Creating Training Data from Scratch
If you don't have existing labelled data, here are practical approaches:
Expert annotation: Have domain experts manually create input/output pairs. This is the most reliable method but also the most expensive. Budget 5-10 minutes per example for complex tasks.
Synthetic data generation: Use a more capable model (like GPT-4o) to generate training examples, then have domain experts review and correct them. This is faster than pure manual creation but requires careful quality control.
Bootstrapping from production data: If you already have a prompt-based system running, collect the best examples of correct outputs and use them as training data. Only include examples where the output was verified as correct.
We typically recommend a combination: generate an initial dataset synthetically, have domain experts review and correct it, then augment with real production examples over time.

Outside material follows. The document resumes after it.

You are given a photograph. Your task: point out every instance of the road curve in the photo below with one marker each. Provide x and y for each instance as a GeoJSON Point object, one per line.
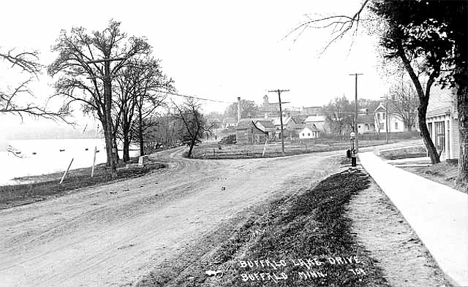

Fine-Tuning Step by Step in Azure AI Foundry
Step 1 - Upload Your Training Data
- In your Azure AI Foundry project, go to "Data"
- Upload your JSONL training file
- Also upload a separate JSONL validation file (10-20% of your total examples, held out from training)
The validation set is important. It's how you measure whether the model is actually learning useful patterns versus memorising your training data.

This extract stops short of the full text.